Ferrari’s admission of an interest in the prototype division has raised parallels with its still-born IndyCar programme of the late 1980s. It built the 637 as a bargaining tool at a time when it was threatening to pull out of F1 over regulation changes.

Race the Titanic…

A team involving Hollywood star Leonardo DiCaprio, one bearing the Virgin name and Indian industrial conglomerate Mahindra have taken the last three slots on the entry list for next winter’s inaugural FIA Formula E Championship for electric vehicles.

DiCaprio, who is also an environmental activist, has entered into a joint venture with Monégasque manufacturer Venturi, which offers for sale a range of electric and solar-powered vehicles having started life building sports cars in the early-1990s. The team will race under the Venturi Grand Prix banner.

DiCaprio said: “The future of our planet depends on our ability to embrace fuel-efficient, clean-energy vehicles. Venturi Grand Prix has shown tremendous foresight in its decision to create an environmentally friendly racing team and I am happy to be a part of this effort.”

Virgin Galactic vice-president Alex Tai put together the Virgin team, with the backing of brand founder Richard Branson.

Mahindra is expanding its racing activities, which already include competing in the Moto3 bike category on the MotoGP undercard.

Ligier back in the limelight

The Ligier name will return to top-class motor sport next year, in endurance racing.

Ex-Formula 1 team owner Guy Ligier, whose family took over French racing car constructor Martini Automobiles in 2004, is joining forces with the French OAK Racing team and its car-building offshoot Onroak Automotive to offer a range of prototypes from entry level right up to LMP1. A new LMP2 coupé under development at Le Mans-based Onroak for next season will be badged as a Ligier badges and development of Ligier’s Group CN JS53 Evo has been taken over by Onroak.
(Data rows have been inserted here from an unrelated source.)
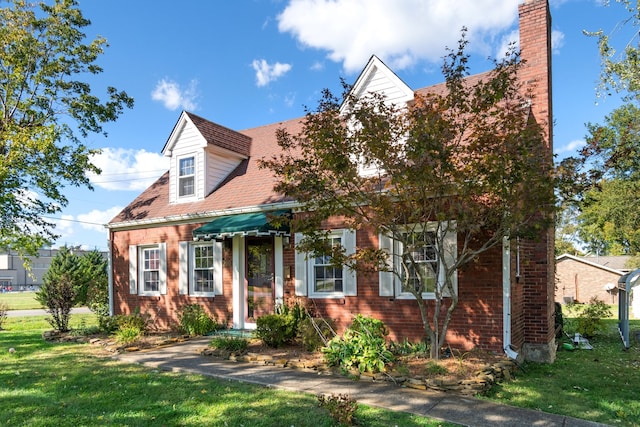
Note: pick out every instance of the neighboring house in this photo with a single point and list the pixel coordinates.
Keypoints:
(201, 235)
(14, 276)
(578, 279)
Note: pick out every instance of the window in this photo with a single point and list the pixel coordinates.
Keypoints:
(200, 268)
(148, 269)
(419, 245)
(186, 177)
(327, 278)
(203, 269)
(150, 278)
(317, 278)
(418, 250)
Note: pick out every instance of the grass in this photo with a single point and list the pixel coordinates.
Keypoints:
(599, 385)
(44, 384)
(20, 300)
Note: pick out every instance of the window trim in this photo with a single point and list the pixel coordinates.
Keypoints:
(305, 272)
(136, 272)
(390, 284)
(186, 275)
(180, 177)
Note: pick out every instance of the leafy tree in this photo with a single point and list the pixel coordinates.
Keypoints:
(467, 162)
(620, 69)
(45, 110)
(604, 183)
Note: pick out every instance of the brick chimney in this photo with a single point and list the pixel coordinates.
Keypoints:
(533, 294)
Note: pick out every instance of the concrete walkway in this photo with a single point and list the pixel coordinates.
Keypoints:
(185, 357)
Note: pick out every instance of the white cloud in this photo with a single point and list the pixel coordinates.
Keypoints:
(400, 32)
(127, 169)
(96, 219)
(173, 96)
(266, 73)
(571, 147)
(557, 40)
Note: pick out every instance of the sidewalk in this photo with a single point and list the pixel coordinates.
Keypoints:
(185, 357)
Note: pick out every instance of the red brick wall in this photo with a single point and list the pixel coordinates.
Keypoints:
(537, 282)
(163, 309)
(581, 282)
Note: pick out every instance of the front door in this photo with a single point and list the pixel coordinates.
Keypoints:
(259, 293)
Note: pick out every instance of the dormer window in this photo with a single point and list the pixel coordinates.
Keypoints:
(186, 177)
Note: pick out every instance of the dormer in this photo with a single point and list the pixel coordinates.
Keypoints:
(377, 78)
(202, 155)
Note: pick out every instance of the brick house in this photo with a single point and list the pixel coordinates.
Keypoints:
(201, 235)
(578, 279)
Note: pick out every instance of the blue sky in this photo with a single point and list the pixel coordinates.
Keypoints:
(248, 63)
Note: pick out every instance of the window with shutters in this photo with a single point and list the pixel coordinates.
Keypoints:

The deal is likely to encompass an Onroak car built to 2015 LMP3 rules, which will be introduced into the European and Asian Le Mans series in 2015. It is also possible that the customer version of the OAK LMP1, due to race for the first time in next May’s Spa round of the WEC, could be dubbed a Ligier.
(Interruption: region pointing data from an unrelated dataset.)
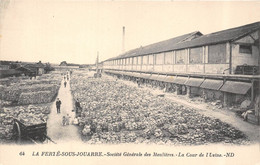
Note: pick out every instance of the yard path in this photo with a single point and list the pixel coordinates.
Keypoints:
(55, 130)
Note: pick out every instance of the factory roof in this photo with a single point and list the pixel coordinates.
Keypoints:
(193, 39)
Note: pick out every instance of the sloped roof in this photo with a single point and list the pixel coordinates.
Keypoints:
(180, 42)
(158, 47)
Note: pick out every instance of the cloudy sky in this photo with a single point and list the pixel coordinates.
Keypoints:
(74, 31)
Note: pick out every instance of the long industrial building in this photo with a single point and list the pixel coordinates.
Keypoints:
(223, 65)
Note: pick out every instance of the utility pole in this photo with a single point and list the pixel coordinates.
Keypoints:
(123, 40)
(97, 62)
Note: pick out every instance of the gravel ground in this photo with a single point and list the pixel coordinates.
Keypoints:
(137, 115)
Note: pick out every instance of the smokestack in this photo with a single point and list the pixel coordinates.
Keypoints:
(123, 40)
(97, 62)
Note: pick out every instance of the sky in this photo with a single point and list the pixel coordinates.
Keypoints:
(76, 31)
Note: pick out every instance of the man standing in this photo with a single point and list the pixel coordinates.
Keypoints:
(58, 103)
(77, 105)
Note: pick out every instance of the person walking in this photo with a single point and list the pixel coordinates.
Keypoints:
(58, 103)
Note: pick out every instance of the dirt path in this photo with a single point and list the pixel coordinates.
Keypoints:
(55, 130)
(227, 116)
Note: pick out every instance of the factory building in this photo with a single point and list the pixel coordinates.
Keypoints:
(223, 65)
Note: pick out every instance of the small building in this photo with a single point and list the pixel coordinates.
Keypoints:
(67, 66)
(10, 73)
(37, 68)
(222, 65)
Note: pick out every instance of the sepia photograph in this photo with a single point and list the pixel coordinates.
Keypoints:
(123, 82)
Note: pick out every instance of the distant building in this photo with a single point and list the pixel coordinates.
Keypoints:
(222, 65)
(65, 66)
(38, 68)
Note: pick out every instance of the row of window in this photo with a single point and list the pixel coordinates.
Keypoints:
(216, 55)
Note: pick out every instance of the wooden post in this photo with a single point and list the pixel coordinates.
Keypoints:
(230, 57)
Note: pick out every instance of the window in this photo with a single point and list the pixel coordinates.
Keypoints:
(139, 60)
(245, 49)
(150, 59)
(180, 56)
(217, 54)
(168, 58)
(135, 60)
(159, 58)
(196, 55)
(145, 60)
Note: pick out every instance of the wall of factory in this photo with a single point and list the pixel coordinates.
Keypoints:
(245, 51)
(209, 59)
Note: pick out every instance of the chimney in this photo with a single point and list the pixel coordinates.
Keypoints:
(123, 40)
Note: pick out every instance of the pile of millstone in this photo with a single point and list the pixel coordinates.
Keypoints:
(112, 111)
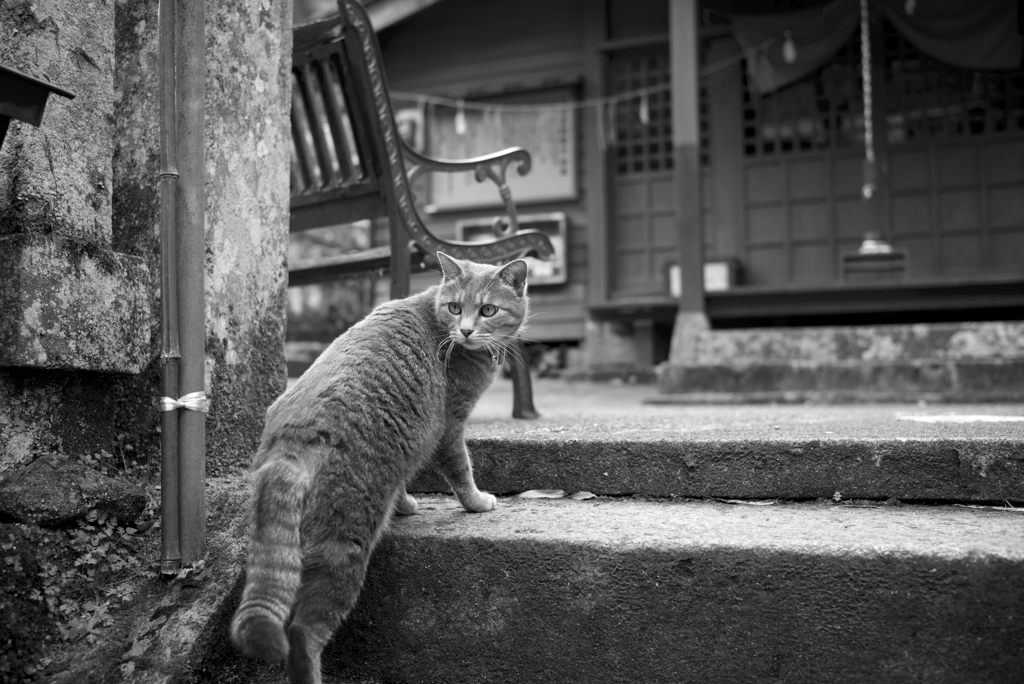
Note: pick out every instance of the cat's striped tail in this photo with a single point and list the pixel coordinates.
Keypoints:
(274, 564)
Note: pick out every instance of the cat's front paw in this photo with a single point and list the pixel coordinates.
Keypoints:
(406, 505)
(480, 503)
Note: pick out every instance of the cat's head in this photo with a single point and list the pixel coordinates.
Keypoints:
(481, 306)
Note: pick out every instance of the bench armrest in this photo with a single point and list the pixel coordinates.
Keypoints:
(493, 167)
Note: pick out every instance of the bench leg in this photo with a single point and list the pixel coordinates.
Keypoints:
(522, 388)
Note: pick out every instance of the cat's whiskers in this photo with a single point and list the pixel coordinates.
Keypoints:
(508, 348)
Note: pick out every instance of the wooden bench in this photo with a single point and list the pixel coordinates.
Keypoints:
(349, 163)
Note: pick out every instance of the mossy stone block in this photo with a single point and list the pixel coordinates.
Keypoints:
(67, 305)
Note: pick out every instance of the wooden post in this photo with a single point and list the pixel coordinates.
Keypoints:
(684, 55)
(725, 112)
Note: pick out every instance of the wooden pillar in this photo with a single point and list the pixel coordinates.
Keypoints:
(725, 146)
(684, 20)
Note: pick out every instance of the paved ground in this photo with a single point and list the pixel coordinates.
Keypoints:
(588, 410)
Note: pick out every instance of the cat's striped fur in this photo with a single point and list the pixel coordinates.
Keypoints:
(385, 398)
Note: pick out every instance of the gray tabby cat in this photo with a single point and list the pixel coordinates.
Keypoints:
(387, 397)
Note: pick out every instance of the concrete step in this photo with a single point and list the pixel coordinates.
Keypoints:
(847, 382)
(611, 590)
(606, 441)
(967, 361)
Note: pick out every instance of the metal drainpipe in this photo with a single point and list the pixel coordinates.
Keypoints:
(190, 61)
(182, 215)
(170, 559)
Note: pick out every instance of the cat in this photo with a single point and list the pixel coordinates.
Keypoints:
(388, 396)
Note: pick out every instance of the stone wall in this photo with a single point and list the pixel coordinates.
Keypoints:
(79, 228)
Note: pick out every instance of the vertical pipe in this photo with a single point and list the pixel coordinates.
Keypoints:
(190, 62)
(170, 559)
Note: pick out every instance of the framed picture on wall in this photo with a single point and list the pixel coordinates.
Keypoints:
(547, 271)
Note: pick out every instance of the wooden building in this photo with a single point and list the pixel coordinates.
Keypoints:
(709, 157)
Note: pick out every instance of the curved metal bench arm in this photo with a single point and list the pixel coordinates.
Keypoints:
(492, 167)
(512, 246)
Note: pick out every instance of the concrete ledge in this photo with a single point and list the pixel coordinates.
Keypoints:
(993, 380)
(66, 305)
(752, 452)
(621, 591)
(962, 341)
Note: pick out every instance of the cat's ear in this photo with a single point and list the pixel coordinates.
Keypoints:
(514, 273)
(450, 266)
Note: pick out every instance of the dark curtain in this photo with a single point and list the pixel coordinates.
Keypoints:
(969, 34)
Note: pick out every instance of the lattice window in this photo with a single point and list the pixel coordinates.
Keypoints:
(927, 99)
(640, 146)
(820, 112)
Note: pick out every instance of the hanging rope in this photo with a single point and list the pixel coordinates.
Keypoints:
(867, 189)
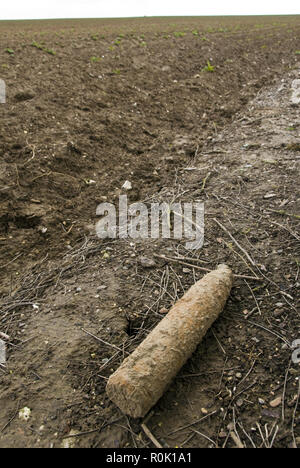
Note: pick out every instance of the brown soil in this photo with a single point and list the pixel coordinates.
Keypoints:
(111, 101)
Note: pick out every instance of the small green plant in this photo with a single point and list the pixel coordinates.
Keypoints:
(179, 34)
(50, 51)
(37, 45)
(209, 67)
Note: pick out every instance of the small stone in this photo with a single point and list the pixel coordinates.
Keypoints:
(147, 262)
(275, 403)
(278, 313)
(25, 414)
(127, 185)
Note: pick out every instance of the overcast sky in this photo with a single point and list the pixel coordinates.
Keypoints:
(36, 9)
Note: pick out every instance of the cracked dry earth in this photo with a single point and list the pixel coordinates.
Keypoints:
(241, 387)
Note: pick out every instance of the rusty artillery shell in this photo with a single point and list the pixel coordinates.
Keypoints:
(144, 376)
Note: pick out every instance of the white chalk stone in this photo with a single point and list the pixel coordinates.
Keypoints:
(2, 352)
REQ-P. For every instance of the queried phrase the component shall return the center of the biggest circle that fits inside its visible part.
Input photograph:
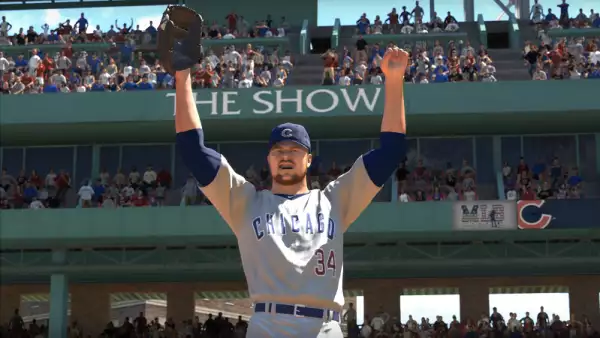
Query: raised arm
(354, 190)
(226, 190)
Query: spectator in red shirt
(63, 183)
(527, 193)
(164, 178)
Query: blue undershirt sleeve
(380, 163)
(203, 162)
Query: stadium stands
(66, 60)
(435, 169)
(226, 325)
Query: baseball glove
(179, 38)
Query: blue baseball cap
(290, 132)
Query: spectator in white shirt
(36, 204)
(86, 193)
(511, 195)
(34, 62)
(149, 177)
(245, 82)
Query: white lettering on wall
(335, 100)
(287, 101)
(258, 98)
(227, 102)
(361, 96)
(279, 101)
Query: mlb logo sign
(483, 215)
(480, 213)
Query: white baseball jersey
(292, 246)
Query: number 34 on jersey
(325, 262)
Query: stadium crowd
(462, 63)
(62, 63)
(379, 325)
(430, 176)
(562, 58)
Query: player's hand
(394, 64)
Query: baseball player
(290, 238)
Ligier, 83, built prototypes before entering F1. He said: “I have every confidence in Jacques Nicolet [boss of OAK and Onroak], with whom I have enjoyed a long friendship, to bring the Ligier name back to the summit of endurance.”

ORCEA, which won the P2 class in six of the eight WEC rounds this year, has also confirmed plans to build a coupé to replace its existing open-top design for 2015.

Priaulx bound for the USA

Andy Priaulx, three-time World Touring Car champion with BMW, will swap from the German manufacturer’s DTM line-up to its Rahal-run attack on the new United SportsCar Championship in North America.
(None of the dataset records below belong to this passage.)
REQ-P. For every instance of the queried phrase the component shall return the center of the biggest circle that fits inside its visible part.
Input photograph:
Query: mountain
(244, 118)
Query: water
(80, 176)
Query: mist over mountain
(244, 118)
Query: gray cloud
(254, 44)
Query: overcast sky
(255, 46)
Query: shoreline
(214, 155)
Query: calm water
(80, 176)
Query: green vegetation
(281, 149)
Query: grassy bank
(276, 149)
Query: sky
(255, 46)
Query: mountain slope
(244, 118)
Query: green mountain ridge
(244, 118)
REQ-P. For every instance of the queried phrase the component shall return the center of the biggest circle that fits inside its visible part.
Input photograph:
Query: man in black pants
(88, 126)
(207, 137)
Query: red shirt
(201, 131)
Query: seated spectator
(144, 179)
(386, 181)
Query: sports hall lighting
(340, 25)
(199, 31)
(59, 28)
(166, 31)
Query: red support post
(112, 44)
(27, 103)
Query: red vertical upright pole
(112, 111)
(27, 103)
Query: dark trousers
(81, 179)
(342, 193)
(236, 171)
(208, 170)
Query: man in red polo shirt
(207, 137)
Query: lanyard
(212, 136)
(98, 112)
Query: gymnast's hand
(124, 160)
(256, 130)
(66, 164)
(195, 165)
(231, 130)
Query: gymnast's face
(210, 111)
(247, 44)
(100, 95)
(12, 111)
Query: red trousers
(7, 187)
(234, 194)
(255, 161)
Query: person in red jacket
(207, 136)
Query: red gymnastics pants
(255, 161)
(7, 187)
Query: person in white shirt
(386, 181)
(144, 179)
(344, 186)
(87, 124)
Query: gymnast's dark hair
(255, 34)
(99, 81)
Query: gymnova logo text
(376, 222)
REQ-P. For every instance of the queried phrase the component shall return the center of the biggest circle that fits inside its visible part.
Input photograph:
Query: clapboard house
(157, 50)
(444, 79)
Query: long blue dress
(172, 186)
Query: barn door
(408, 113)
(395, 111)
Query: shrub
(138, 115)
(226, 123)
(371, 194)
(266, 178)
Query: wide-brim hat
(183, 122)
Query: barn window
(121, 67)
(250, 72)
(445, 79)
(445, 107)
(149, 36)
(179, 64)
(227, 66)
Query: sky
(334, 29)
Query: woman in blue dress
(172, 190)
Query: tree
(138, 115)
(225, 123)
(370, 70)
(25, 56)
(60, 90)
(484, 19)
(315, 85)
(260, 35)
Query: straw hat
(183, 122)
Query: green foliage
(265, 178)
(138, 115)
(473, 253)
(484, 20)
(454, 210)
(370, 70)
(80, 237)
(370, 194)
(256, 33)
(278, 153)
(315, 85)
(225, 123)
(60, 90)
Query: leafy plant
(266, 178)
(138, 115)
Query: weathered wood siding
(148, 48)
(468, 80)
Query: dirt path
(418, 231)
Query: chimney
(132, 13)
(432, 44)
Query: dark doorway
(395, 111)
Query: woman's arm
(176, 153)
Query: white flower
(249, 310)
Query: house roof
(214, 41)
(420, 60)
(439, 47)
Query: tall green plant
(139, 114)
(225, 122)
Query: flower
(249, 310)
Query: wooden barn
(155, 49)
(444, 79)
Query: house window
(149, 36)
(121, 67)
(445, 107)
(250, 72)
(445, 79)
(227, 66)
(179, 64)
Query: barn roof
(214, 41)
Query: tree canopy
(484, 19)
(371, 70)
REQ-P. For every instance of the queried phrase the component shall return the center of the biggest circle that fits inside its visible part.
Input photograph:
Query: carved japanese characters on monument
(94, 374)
Priaulx, who has raced in the DTM since BMW’s return to the German-based series in 2012, will swap places with Maxime Martin. The Belgian raced one of the factory BMW Z4s in the 2013 American Le Mans Series as well as undertaking DTM test duties.

Priaulx, 40, said: “After more than two decades as a professional racing driver it is amazing to be given such an exciting new challenge. Not only will I be visiting new tracks and racing a new car, but this programme is giving my career even greater longevity.”

Priaulx’s recruitment is the only change in BMWs line-up, which includes Dirk Muller, Bill Auberlen and Joey Hand when he is not on DTM duty.

Red Bull Formula 1 reserve Antonio Felix da Costa will also join the BMW DTM squad, although it has yet to be confirmed which teams he and Martin will represent.